Bug 1849196

Summary: [ARK] kernel bug list_del corruption on s390x from stress-ng mknod and stress-ng symlink
Product: [Fedora] Fedora Reporter: Jeff Bastian <jbastian>
Component: kernelAssignee: Kernel Maintainer List <kernel-maint>
Status: NEW --- QA Contact: Fedora Extras Quality Assurance <extras-qa>
Severity: medium Docs Contact:
Priority: medium    
Version: rawhideCC: acaringi, airlied, bskeggs, bugproxy, dan, dzickus, hdegoede, ichavero, itamar, jarodwilson, jeremy, jglisse, john.j5live, jonathan, josef, kernel-maint, lgoncalv, linville, masami256, mchehab, mjg59, prudo, rasibley, steved, tstaudt
Target Milestone: ---   
Target Release: ---   
Hardware: s390x   
OS: Linux   
Whiteboard:
Fixed In Version: Doc Type: If docs needed, set a value
Doc Text:
Story Points: ---
Clone Of: Environment:
Last Closed: Type: Bug
Regression: --- Mount Type: ---
Documentation: --- CRM:
Verified Versions: Category: ---
oVirt Team: --- RHEL 7.3 requirements from Atomic Host:
Cloudforms Team: --- Target Upstream Version:
Embargoed:
Bug Depends On:    
Bug Blocks: 467765    
Attachments:
Description Flags
5.7.2-88cd4de.cki-console.log.xz
none
5.7.4-4418f34.cki-console.log.xz
none
5.7.4-9b26e20.cki-console.log.xz
none
5.7.3-bbd1511.cki-console.log.xz
none
5.7.4-inf.cki-console.log.xz
none
5.8.0-rc1-c1f840d.cki-console.log.xz none

Description Jeff Bastian 2020-06-19 19:40:49 UTC
1. Please describe the problem:
The stress-ng mknod and symlink stressors triggera a kernel bug on the ARK kernel on s390x:

mknod:
[ 1256.534428] list_del corruption. next->prev should be 000003e000be7c98, but was 00000001a7a6d1b0
[ 1256.534463] ------------[ cut here ]------------
[ 1256.534466] kernel BUG at lib/list_debug.c:54!
[ 1256.534535] monitor event: 0040 ilc:2 [#1] SMP
[ 1256.534540] Modules linked in: ...<snip>...
[ 1256.534806] CPU: 2 PID: 582352 Comm: stress-ng-mknod Kdump: loaded Not tainted 5.8.0-rc1-c1f840d.cki #1
[ 1256.534810] Hardware name: IBM 2964 N96 400 (z/VM 6.4.0)
...

symlink:
[ 1754.761295] list_del corruption. prev->next should be 000003e000e27a68, but was 00000001d6daa1f0
[ 1754.880585] ------------[ cut here ]------------
[ 1754.880588] kernel BUG at lib/list_debug.c:51!
[ 1754.880656] monitor event: 0040 ilc:2 [#1] SMP
[ 1754.880662] Modules linked in: ...<snip>...                            
[ 1754.880738] CPU: 3 PID: 592107 Comm: stress-ng-symli Kdump: loaded Not tainted 5.7.2-88cd4de.cki #1
[ 1754.880740] Hardware name: IBM 2964 N96 400 (z/VM 6.4.0)
...

2. What is the Version-Release number of the kernel:
several recent ARK kernel builds including:
5.8.0-rc1-c1f840d.cki
5.7.4-9b26e20.cki
5.7.4-4418f34.cki
5.7.4-inf.cki
5.7.3-bbd1511.cki
5.7.2-88cd4de.cki

3. Did it work previously in Fedora?
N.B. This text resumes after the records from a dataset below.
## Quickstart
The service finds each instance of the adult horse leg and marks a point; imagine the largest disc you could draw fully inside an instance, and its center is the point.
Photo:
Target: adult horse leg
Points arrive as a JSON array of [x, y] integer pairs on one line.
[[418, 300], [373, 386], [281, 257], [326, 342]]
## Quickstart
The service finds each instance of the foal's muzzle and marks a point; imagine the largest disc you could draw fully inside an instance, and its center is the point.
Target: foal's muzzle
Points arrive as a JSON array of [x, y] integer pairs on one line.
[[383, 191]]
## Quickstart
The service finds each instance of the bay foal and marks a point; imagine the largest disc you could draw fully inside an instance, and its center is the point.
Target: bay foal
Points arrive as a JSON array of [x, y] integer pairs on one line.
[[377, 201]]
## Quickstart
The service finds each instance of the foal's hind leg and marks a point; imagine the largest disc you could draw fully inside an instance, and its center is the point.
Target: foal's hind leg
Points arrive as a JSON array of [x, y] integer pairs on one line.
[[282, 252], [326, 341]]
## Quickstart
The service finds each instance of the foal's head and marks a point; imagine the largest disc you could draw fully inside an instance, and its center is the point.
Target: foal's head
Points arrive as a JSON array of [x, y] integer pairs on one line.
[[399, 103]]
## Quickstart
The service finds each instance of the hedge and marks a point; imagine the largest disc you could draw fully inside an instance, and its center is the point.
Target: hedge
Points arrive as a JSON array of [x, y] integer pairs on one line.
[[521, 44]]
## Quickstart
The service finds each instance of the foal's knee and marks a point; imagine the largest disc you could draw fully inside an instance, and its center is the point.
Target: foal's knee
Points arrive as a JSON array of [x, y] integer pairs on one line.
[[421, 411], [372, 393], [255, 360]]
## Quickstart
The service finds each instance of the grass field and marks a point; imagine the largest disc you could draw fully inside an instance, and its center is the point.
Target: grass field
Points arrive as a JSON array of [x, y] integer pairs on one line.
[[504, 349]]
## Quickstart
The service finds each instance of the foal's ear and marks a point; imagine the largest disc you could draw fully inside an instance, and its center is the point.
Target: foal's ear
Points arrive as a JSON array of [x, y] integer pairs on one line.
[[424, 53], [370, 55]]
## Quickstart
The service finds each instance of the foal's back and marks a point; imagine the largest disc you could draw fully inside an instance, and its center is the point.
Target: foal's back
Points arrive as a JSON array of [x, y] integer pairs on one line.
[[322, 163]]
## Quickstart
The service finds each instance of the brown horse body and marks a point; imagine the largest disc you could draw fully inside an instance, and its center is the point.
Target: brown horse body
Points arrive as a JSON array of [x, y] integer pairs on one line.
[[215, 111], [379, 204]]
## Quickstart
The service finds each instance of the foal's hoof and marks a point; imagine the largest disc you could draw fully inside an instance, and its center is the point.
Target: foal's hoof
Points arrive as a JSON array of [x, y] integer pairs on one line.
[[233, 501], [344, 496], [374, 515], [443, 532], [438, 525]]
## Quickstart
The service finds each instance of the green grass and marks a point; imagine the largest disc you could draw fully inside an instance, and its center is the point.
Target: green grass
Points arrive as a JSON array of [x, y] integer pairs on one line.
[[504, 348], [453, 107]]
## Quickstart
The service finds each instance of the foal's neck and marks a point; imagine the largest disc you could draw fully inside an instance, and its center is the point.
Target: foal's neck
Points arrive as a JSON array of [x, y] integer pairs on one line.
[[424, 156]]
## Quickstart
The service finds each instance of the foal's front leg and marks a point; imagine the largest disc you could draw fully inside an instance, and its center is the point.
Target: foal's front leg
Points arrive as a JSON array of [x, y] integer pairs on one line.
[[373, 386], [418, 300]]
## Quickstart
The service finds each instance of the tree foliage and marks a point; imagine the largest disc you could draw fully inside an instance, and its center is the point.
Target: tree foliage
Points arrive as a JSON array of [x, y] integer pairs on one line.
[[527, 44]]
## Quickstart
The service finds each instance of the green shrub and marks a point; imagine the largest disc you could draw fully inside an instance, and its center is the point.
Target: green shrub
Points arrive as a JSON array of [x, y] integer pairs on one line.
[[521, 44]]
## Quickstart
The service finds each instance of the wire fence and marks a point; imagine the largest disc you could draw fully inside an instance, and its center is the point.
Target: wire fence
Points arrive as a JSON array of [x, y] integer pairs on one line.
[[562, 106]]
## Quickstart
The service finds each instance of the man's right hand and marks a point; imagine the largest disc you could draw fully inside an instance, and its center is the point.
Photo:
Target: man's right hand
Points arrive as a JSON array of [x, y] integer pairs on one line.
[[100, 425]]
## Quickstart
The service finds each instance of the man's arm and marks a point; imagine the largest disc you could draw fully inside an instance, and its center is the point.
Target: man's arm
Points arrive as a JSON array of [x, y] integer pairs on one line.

If so, what kernel version did the issue
   *first* appear?  Old kernels are available for download at
   https://koji.fedoraproject.org/koji/packageinfo?packageID=8 :

Judging by the CKI logs, this first appeared in 5.7.2-88cd4de.cki

4. Can you reproduce this issue? If so, please provide the steps to reproduce
   the issue below:

Build and run stress-ng and focus on the mknod stressor.

git clone git://kernel.ubuntu.com/cking/stress-ng.git
cd stress-ng
git checkout -b V0.09.56 V0.09.56
make
./stress-ng --mknod 0 --timeout 5 --log-file mknod.log

5. Does this problem occur with the latest Rawhide kernel? To install the
   Rawhide kernel, run ``sudo dnf install fedora-repos-rawhide`` followed by
   ``sudo dnf update --enablerepo=rawhide kernel``:

Unknown, but I can try the Rawhide kernel if it's valuable.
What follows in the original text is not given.